Она приехала жить из соседней Покровки и многого не знает.

– Семь лет, но с перерывами, – поправилась Катерина. – За всё время года три пожил дома, приезжал, а как раны открывались – снова в госпиталь. В пятидесятом, помню, чуть не год пробыл.

– Приезжал… – протяжно повторила она, – а то бы откуда моим ребятишкам взяться. Вон они – свидетели мои.

– Туберкулёз костей, а вы такое, – округлила глаза Аксюта, – настрогали с Василием.

Отца нет в избе, он, позавтракав, ушёл в свой сарайчик и оттуда уже слышен стук его неутомимого молотка о жестянку.

Шурка смотрел на Надюху с Петькой, которые были заняты своим делом: отвоёвывали друг у друга место в углу за столом – там лавка шире и рядом окошко, и думал: «Они свидетели, а я – кто? Свидетель чего?»

Эта мысль возникла случайно и он не знал, что с ней делать.

Она крутилась и не уходила из головы. Ему стало стыдно. Неужто мама догадается, что он так может думать? «Только бы Аксютка, только бы она так не подумала и не спросила маму, ведь не глупая же совсем». Он поднял голову и увидел розовое, молодое Аксютино лицо, её озорные глаза.

– Ох, и ребятишки у тебя молодцы! Все такие разные! Эти белявые, а Шурка – чернявый и волосы вьются. Вот погоди годков десять: все девки твои будут, ей-богу, – говорит она заразительно, – вишь какие у тебя губы толстые!

Шурка, не зная, как себя вести, сидел молча.

– Аксютка, уйди, а то я тебя сейчас ухватом охажу, глупости разводишь, – весело шумнула Шуркина мать.

– Всё-всё, всётышки, и так угли мои тухнут!

Подхватила с шестка свой чумазый чугунок и через секунду была в сенях. А чуть позже её голос уже доносился со двора – она разговаривала с Василием Фёдоровичем. И чему-то опять громко смеялась…

Зимним вечером

У Головачёвых играли в лото. Шурка был рад, что остался ночевать у деда. Ему нравилось смотреть, как играют, а иногда случалось и самому участвовать. Играли спокойно и дружелюбно. За окном синел февральский поздний вечер. Замёрзшие окна и подвывание ветра делали особенно уютной большую переднюю, где шла игра. Игроки сидели за столом посредине комнаты, а Шурка лежал на кровати и наблюдал за взрослой забавой.

Сегодня пришёл Сашка Мазилин и всё стало немножко по-другому. Смешливый и необидчивый, он всегда в центре внимания. Мешочек с бочонками у Мазилина.

– Козьи ноги! – зычно провозглашает Сашка.

– Говори по-людски, – сердится Пупчиха, соседка Головачёвых.

– Одиннадцать, – подсказал дядька Серёжа, оставивший свои учебники ради игры.

– Сашка, ты какой-то неправильный, – паникует Пупчиха, – брось люсить!

– Салазки! – продолжает «кричать» Мазилин.

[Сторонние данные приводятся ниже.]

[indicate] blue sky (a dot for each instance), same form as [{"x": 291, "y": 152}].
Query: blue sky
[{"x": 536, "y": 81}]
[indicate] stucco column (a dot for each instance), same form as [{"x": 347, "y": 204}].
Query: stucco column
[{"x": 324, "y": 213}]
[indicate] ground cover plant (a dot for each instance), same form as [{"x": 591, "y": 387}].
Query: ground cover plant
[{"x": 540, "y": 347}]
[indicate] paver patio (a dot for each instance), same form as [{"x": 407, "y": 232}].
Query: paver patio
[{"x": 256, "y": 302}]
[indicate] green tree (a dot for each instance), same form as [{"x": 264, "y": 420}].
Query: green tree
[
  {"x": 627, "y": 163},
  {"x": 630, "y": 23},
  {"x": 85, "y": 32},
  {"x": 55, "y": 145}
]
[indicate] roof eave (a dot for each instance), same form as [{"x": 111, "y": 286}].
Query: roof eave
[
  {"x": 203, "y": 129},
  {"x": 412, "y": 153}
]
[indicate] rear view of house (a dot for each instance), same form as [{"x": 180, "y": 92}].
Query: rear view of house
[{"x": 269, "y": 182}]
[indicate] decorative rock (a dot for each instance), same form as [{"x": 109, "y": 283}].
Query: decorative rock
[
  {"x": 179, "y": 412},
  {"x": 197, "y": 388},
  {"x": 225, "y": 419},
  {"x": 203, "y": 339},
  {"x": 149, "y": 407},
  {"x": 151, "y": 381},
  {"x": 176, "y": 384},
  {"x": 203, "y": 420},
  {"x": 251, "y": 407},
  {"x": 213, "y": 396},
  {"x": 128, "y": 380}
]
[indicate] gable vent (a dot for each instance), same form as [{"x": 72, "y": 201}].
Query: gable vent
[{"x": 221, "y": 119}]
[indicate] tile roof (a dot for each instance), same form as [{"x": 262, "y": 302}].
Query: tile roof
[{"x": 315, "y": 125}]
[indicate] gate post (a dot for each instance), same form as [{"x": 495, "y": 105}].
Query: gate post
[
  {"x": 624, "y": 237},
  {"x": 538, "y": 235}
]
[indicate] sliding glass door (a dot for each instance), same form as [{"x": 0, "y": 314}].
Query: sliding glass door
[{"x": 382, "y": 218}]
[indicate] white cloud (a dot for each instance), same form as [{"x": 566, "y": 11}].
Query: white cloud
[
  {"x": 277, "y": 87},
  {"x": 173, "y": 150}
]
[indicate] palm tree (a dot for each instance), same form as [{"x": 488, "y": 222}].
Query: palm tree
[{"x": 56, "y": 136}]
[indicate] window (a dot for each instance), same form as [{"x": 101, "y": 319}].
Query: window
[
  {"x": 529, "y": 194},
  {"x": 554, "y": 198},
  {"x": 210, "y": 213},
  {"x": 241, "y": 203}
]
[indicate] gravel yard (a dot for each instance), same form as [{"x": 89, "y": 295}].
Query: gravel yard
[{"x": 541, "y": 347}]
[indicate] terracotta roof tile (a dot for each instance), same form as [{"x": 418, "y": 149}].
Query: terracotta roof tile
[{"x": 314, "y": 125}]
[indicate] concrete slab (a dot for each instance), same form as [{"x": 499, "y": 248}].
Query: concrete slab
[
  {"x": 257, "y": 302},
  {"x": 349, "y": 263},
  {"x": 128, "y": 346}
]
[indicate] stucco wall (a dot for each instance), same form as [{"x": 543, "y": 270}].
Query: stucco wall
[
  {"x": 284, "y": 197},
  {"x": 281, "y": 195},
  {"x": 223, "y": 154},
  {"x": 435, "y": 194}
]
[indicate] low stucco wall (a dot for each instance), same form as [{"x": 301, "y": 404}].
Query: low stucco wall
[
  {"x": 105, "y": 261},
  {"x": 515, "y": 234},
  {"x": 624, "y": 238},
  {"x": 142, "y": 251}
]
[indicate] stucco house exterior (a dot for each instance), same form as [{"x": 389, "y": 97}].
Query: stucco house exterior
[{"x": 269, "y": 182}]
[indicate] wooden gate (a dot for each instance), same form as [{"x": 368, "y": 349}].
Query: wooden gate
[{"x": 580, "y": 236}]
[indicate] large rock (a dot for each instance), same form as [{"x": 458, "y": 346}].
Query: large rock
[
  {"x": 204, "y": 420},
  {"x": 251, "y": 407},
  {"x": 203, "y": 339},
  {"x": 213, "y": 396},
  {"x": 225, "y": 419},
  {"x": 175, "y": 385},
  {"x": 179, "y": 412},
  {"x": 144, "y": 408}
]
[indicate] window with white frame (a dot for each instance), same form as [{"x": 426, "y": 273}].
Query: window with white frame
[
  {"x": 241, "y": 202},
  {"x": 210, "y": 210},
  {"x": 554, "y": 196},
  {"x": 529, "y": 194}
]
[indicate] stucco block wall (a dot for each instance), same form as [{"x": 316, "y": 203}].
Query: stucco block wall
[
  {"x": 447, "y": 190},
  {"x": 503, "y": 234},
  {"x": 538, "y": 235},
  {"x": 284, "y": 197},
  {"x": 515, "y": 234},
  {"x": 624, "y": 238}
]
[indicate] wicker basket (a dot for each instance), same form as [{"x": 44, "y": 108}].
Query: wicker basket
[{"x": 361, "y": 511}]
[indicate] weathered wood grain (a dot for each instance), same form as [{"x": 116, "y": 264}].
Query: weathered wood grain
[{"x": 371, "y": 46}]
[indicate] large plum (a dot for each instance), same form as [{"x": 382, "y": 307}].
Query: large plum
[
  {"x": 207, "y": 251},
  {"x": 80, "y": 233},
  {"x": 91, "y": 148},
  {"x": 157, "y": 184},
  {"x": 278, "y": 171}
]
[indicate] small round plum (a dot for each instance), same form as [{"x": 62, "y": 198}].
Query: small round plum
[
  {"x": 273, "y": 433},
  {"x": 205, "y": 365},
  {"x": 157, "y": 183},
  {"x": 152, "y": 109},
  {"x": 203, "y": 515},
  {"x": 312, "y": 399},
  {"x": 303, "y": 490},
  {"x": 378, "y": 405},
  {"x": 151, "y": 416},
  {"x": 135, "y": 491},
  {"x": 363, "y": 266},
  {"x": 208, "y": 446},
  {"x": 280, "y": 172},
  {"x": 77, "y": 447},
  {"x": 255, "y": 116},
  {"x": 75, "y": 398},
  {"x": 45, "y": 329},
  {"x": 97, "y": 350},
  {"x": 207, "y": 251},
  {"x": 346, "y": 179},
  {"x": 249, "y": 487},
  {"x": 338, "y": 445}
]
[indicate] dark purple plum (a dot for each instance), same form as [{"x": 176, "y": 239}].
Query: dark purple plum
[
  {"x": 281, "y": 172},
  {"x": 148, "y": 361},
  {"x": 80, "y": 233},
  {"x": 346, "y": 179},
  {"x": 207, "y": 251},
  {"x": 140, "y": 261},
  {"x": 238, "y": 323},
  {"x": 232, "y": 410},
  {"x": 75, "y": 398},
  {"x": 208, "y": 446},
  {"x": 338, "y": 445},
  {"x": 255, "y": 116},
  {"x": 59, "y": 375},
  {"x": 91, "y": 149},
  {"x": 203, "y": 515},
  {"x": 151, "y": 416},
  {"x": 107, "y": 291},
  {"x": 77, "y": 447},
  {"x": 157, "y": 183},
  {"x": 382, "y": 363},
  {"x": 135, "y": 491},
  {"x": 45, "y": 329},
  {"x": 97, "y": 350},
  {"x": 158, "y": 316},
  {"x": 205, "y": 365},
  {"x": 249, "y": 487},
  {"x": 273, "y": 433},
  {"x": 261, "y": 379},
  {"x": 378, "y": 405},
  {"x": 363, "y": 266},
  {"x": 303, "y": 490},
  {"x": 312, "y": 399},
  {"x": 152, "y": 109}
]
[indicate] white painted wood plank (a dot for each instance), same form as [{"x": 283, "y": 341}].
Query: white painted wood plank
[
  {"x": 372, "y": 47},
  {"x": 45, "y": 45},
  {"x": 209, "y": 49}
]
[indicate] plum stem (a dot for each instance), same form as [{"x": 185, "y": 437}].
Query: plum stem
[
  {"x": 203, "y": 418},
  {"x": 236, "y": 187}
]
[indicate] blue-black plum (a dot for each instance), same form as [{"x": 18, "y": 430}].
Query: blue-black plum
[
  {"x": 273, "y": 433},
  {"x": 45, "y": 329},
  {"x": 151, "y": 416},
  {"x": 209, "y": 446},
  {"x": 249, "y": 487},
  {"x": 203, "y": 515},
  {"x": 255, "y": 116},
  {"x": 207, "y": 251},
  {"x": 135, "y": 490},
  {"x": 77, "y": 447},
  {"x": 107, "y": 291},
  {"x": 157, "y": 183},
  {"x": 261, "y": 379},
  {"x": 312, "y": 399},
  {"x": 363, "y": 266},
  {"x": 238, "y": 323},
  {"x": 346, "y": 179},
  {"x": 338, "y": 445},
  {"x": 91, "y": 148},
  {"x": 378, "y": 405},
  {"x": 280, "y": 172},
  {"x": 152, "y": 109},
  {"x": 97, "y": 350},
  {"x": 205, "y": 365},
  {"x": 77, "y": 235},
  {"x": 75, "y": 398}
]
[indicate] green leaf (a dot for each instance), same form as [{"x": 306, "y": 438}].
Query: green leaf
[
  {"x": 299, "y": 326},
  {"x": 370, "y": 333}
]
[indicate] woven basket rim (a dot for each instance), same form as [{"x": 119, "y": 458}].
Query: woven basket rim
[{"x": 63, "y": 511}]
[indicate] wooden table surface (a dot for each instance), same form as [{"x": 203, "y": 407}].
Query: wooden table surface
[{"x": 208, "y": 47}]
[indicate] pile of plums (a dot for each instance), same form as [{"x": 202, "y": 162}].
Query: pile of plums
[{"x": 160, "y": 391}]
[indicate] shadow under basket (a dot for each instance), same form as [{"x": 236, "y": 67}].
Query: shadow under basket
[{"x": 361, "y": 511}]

– А это у нас что? – вновь переспросила суматошно Пупчиха.

– Шестьдесят шесть, – поправился Мазилин и продолжил: – Тудыль-судыль, что означает для неграмотных обнаковенные шестьдесят девять.

– Кончила, кончила низом! – радостно взметнула пухлые белые руки Пупчиха, – кончила, как ты ни хитрил-мудрил, Сашка!

У неё при небольшом росте розовые, массивные, крепкие руки. Когда она сидит за столом, видны только голова, не такая, как у всех, – с кудряшками светлых, льняных волос. И эти чудные здоровенные руки-клешни. Во время её работы в пивном киоске на площади у продмага в окошечке видны лишь эти её руки и пивные кружки.

– Плакали ваши денежки. – Она по-детски причмокнула ярко-красными губами и ладонью смахнула медяки в кружку. – Ну, вот, пришла за закваской, Груня, а ухожу с пятаками, раз кислого молока нет.

– Э-э-э… Так нечестно, – вмешался Мазилин. – Объявляю ультиматум тебе, Нюра!

– Чевой-то? Ультиматом? Я и так этих матюгов-матов за день слышу – голова болит, пожалей!

– Вот ведь женщина какая ты, Нюра, некулюторная, – оседлав своего любимого конька – подурачить публику, сказал наставительно Мазилин. – Я говорю что? Или ты продолжаешь играть до последнева, или возвертай деньги на стол.

– Щас тебе! – лаконично, но непонятно сказала Нюра. И добавила: – Играйте без меня, вас народу здесь… курочке клюнуть негде.

– Да уж! – тянул Мазилин, – чураешься ты нас.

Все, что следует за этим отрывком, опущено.